Package Exports

@agntk/agent-harness

Readme

Agent Harness

The first agent framework where the agent gets measurably better as you use it. You write markdown, not code. Tools come from MCP.

Agent Harness is a file-first framework for building agents by editing markdown. It's designed for anyone who wants to build an agent in 2026 — coder or non-coder — and its differentiator is a built-in learning loop: every interaction is journaled, patterns become instincts, and the agent improves without retraining or fine-tuning.

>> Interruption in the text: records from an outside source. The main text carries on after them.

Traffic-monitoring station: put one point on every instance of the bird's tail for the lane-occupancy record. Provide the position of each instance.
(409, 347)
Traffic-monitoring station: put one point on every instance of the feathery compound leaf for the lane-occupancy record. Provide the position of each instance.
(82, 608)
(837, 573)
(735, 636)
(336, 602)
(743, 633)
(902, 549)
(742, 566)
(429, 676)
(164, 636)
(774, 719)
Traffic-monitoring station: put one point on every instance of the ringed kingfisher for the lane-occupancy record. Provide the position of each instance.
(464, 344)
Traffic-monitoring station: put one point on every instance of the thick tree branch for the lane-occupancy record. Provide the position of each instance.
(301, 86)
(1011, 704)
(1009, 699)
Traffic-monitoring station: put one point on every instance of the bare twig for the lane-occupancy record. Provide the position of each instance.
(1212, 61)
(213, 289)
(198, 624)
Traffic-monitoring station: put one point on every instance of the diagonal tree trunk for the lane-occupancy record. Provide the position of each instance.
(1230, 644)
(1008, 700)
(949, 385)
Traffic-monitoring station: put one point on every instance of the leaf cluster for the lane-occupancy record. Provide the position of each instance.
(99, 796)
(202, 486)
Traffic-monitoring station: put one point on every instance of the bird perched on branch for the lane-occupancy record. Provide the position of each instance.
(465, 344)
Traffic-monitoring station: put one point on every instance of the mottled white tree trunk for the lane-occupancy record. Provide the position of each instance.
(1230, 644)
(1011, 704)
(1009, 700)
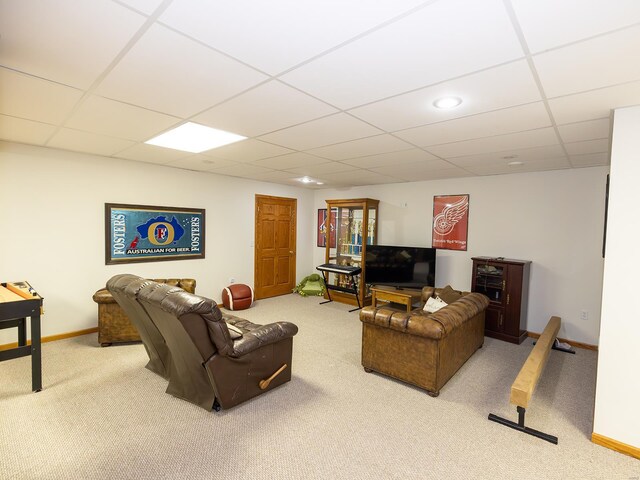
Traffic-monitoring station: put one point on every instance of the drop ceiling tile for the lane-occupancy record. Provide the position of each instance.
(589, 146)
(549, 23)
(589, 130)
(145, 6)
(291, 160)
(24, 131)
(320, 169)
(69, 139)
(287, 33)
(266, 108)
(590, 160)
(359, 148)
(414, 155)
(152, 154)
(418, 172)
(286, 178)
(500, 87)
(502, 169)
(364, 177)
(528, 139)
(109, 117)
(499, 122)
(594, 104)
(200, 163)
(247, 151)
(66, 41)
(417, 50)
(324, 131)
(241, 170)
(600, 62)
(35, 99)
(167, 72)
(526, 155)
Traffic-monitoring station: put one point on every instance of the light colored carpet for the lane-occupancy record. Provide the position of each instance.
(102, 415)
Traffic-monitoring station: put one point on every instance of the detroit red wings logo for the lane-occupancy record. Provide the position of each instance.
(445, 221)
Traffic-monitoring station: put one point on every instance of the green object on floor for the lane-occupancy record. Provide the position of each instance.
(311, 285)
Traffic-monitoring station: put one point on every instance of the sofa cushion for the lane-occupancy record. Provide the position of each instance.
(449, 295)
(234, 331)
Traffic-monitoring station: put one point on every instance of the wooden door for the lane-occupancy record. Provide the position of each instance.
(275, 246)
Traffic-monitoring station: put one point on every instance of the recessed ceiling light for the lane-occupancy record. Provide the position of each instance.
(194, 138)
(447, 102)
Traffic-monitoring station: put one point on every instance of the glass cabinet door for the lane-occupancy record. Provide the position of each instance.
(355, 228)
(490, 281)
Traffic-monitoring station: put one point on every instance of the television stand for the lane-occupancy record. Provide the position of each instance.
(391, 295)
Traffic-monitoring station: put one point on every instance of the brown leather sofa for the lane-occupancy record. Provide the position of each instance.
(207, 366)
(419, 348)
(114, 325)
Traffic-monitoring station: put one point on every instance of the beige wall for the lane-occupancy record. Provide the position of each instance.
(52, 221)
(618, 384)
(53, 230)
(555, 219)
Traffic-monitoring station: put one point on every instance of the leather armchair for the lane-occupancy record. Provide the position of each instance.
(124, 289)
(114, 325)
(208, 367)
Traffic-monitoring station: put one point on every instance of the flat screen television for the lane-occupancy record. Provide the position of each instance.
(400, 267)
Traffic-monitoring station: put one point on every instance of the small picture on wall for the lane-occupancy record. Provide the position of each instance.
(325, 223)
(450, 222)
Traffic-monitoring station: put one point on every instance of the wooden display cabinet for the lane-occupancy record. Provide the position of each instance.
(506, 283)
(356, 226)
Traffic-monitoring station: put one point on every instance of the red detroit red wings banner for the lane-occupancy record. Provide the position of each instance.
(450, 222)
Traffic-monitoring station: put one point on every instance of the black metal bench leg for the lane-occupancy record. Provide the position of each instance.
(520, 426)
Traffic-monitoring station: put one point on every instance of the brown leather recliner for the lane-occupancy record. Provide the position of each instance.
(208, 367)
(114, 325)
(124, 289)
(423, 349)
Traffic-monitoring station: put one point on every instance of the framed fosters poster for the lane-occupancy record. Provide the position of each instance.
(450, 222)
(142, 233)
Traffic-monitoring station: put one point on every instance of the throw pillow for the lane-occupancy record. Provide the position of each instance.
(449, 295)
(234, 331)
(434, 304)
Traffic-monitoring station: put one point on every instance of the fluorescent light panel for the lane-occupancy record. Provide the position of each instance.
(447, 102)
(194, 138)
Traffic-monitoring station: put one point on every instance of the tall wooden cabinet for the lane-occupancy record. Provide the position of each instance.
(355, 223)
(506, 283)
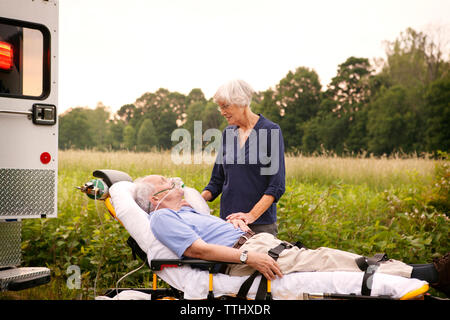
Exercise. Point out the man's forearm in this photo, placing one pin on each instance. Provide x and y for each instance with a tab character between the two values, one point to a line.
256	260
202	250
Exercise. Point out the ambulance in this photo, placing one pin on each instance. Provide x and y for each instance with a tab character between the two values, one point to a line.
28	130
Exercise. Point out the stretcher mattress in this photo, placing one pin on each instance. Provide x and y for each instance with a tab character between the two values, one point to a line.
194	282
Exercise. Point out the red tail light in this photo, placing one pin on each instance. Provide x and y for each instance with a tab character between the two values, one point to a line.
6	56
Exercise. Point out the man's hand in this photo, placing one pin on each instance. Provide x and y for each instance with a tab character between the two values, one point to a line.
238	223
246	217
264	264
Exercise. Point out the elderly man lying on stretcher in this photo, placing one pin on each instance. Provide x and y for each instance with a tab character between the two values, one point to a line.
188	233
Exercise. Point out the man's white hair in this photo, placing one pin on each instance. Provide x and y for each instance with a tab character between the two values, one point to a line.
142	192
237	92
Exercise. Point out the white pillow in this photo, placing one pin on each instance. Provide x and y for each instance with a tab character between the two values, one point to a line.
136	220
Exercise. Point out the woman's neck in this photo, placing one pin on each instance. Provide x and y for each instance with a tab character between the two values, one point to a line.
249	120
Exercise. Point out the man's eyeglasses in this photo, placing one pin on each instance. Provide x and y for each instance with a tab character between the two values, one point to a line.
164	190
223	107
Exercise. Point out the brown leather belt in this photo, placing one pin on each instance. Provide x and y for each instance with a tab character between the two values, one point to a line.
243	239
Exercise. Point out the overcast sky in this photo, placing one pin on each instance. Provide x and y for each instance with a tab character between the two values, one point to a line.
114	51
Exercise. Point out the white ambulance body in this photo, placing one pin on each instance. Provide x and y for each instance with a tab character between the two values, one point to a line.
28	129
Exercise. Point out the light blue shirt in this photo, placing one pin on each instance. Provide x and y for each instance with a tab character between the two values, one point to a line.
178	230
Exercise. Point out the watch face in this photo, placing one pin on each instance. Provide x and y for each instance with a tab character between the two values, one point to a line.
243	257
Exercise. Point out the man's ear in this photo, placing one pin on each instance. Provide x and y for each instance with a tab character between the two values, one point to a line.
154	200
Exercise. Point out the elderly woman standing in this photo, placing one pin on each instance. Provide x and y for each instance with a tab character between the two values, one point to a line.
249	170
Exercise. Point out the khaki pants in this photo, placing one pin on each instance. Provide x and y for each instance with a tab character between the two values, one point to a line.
307	260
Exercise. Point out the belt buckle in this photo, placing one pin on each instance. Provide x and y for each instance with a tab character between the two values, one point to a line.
242	240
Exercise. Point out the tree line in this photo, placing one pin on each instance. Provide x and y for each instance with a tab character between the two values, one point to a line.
397	104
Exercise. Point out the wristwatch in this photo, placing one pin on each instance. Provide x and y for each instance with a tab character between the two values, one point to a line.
243	258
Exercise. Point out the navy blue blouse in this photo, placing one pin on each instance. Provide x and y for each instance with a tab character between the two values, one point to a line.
244	175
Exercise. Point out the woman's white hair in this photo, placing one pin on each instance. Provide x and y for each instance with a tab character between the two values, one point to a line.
142	192
237	92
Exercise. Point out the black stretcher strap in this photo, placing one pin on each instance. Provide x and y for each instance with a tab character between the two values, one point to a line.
261	293
369	266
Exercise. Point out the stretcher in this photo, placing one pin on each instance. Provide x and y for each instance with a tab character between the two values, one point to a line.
115	188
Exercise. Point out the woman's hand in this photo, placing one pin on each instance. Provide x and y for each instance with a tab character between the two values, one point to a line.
238	223
246	217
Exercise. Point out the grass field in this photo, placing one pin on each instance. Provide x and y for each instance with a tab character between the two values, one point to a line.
396	205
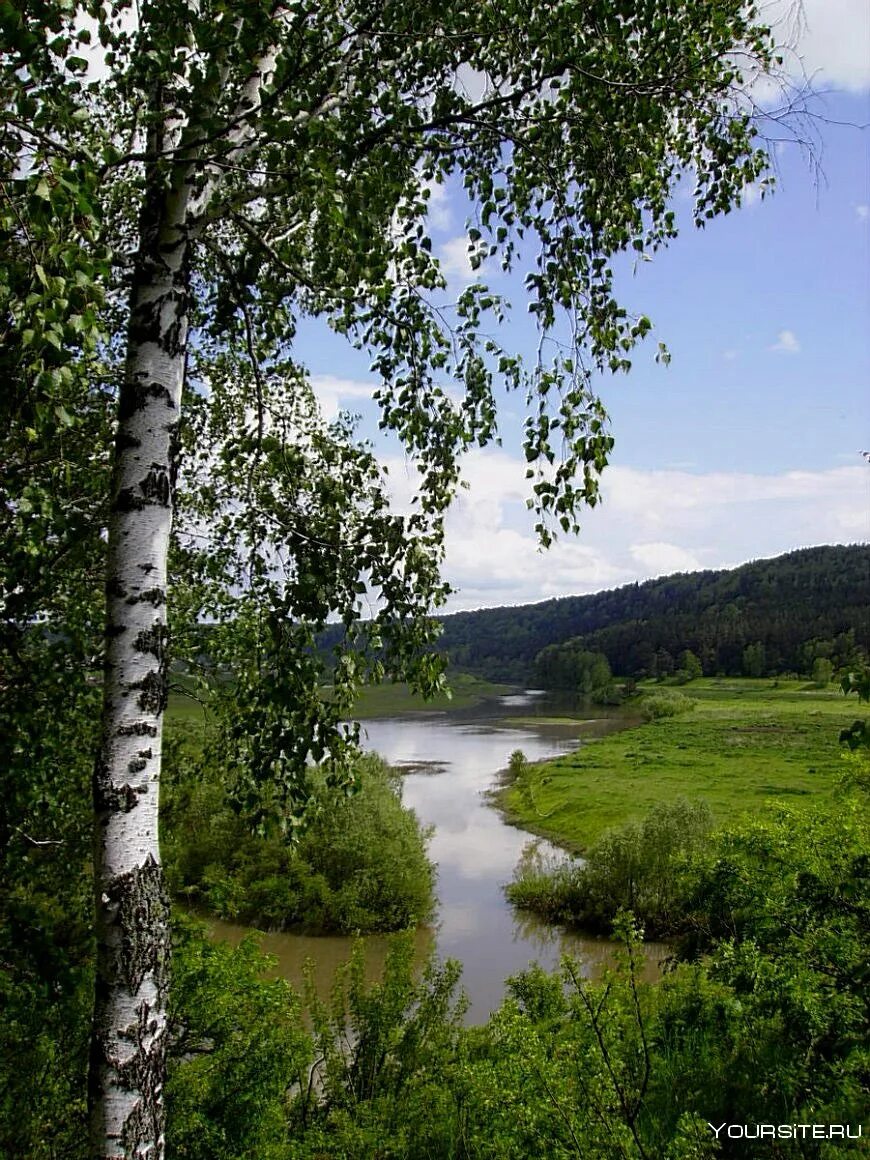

The code layer exists as an escape hatch, not the entry point. The folder IS the agent.

Why this is different

Self-learning by default: every interaction is journaled, patterns become instincts, agents get measurably better with use — no retraining, no fine-tuning.
File-first authoring: edit markdown, not code. The folder IS the agent.
MCP-native tools: the entire MCP ecosystem is your toolbox. No custom adapter layer.

Quick Start

# Install globally
npm install -g @agntk/agent-harness

# Create a new agent
harness init my-agent
cd my-agent

# Set your API key
export OPENROUTER_API_KEY=sk-or-...

# Ask your agent to do something useful
harness run "Help me decide between two options: A or B"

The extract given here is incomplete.